Hermione aveva la sensazione di essere fuori dal suo corpo, perché, nonostante glielo avesse negato, sapeva benissimo che Draco Malfoy l'aveva spaccata a metà ed ora una consisteva nel suo corpo che si muoveva e l'altra in quella che si osservava vivere come se lei non fosse più lei, come se fosse un'estranea. 

Le due metà si univano, in parte, soltanto la sera, quando lei si concedeva di piangere e di attraversare quel dolore che provava in ogni singolo muscolo. 

Da quando era tornata a Hogwarts la notte di Capodanno, credeva di aver perso un pezzo di sé durante la smaterializzazione ed era vero, perché metà del suo cuore era rimasto nelle sue mani, come la collana che gli aveva restituito prima di andare via. 

Quando arrivò in aula, si sedette al solito posto, sistemò pergamena e piuma sul banco e i capelli davanti al viso: gli sembrava che quel gesto potesse proteggerla dal suo sguardo, dai ricordi di quella sera, dalla voglia che aveva di guardarlo e tornare da lui. 

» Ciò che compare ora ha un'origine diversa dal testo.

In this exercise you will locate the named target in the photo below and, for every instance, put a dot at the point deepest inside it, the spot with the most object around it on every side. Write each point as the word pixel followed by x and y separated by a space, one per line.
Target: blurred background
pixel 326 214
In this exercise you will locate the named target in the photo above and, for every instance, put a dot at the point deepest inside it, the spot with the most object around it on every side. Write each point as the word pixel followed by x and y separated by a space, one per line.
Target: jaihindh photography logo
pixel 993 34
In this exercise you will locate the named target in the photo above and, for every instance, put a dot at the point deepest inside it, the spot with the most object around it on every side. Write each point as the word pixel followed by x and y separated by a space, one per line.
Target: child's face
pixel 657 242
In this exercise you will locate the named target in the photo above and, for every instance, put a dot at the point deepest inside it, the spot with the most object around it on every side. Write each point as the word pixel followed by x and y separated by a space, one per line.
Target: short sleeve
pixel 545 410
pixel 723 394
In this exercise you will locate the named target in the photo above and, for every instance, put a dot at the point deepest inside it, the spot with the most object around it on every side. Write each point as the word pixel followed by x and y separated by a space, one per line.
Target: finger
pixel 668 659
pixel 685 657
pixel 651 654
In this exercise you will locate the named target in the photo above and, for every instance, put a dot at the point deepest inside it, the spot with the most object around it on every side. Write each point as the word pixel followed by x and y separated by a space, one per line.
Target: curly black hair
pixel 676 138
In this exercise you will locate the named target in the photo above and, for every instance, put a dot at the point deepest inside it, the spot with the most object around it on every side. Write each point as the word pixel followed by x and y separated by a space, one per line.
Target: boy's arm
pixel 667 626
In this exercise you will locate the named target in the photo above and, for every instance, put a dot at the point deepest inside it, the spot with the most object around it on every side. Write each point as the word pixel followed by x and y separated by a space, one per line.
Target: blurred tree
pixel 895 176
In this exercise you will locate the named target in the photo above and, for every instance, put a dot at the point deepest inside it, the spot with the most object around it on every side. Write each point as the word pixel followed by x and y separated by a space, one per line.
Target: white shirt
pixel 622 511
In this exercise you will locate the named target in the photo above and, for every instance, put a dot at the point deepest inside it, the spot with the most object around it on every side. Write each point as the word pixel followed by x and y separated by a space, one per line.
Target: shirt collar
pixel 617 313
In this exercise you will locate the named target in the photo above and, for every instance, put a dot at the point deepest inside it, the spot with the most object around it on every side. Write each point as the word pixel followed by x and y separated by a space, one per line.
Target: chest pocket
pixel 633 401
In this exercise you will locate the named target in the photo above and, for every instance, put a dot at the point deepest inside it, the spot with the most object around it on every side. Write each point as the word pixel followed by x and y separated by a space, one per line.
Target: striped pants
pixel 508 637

Hermione, agli occhi degli altri, sembrava essere tornata quella degli anni precedenti, sempre pronta a rispondere alle domande dei professori, a primeggiare nei voti, la schiena dritta, il respiro regolare. Glielo avevano detto Seamus e Lavanda una volta che l'avevano vista entrare in Sala Comune. -Sei tornata quella di un tempo, eh?- aveva annuito e i due compagni non lo sapevano che quella era la bugia più grande che Hermione avesse mai raccontato soprattutto a se stessa. 

Poco alla volta, si unirono a lei gli altri studenti e la lezione cominciò. 

Il professor Binns aveva una voce noiosa, monotona, l'abilità di far appesantire le palpebre di chiunque lo ascoltasse e il maledetto difetto di non ricordare il nome dei propri alunni. -Oggi parleremo della prigione di Azkaban e della storia della sua fondazione. C'è qualcuno, tra voi, che saprebbe dirm…- ma non riuscì a completare la frase, perché la sua attenzione fu catturata dal movimento di una mano che si allungava verso l'alto. -Bene, lei è la signorina? 

-Granger. 

-Cosa sa dirmi a riguardo?

-Azkaban esiste sin dal quindicesimo secolo e fu originariamente casa di Ekrizdis, un potente mago, professionista delle arti oscure e che si dice abbia avuto seri problemi mentali, infatti usò l'edificio per uccidere e torturare centinaia di marinai babbani. La fortezza fu costruita su un’isola del Mare del Nord e non apparve mai né sulle mappe né agli occhi di altri maghi, finché il suo costruttore non morì e gli incantesimi di occultamento si dissolsero. 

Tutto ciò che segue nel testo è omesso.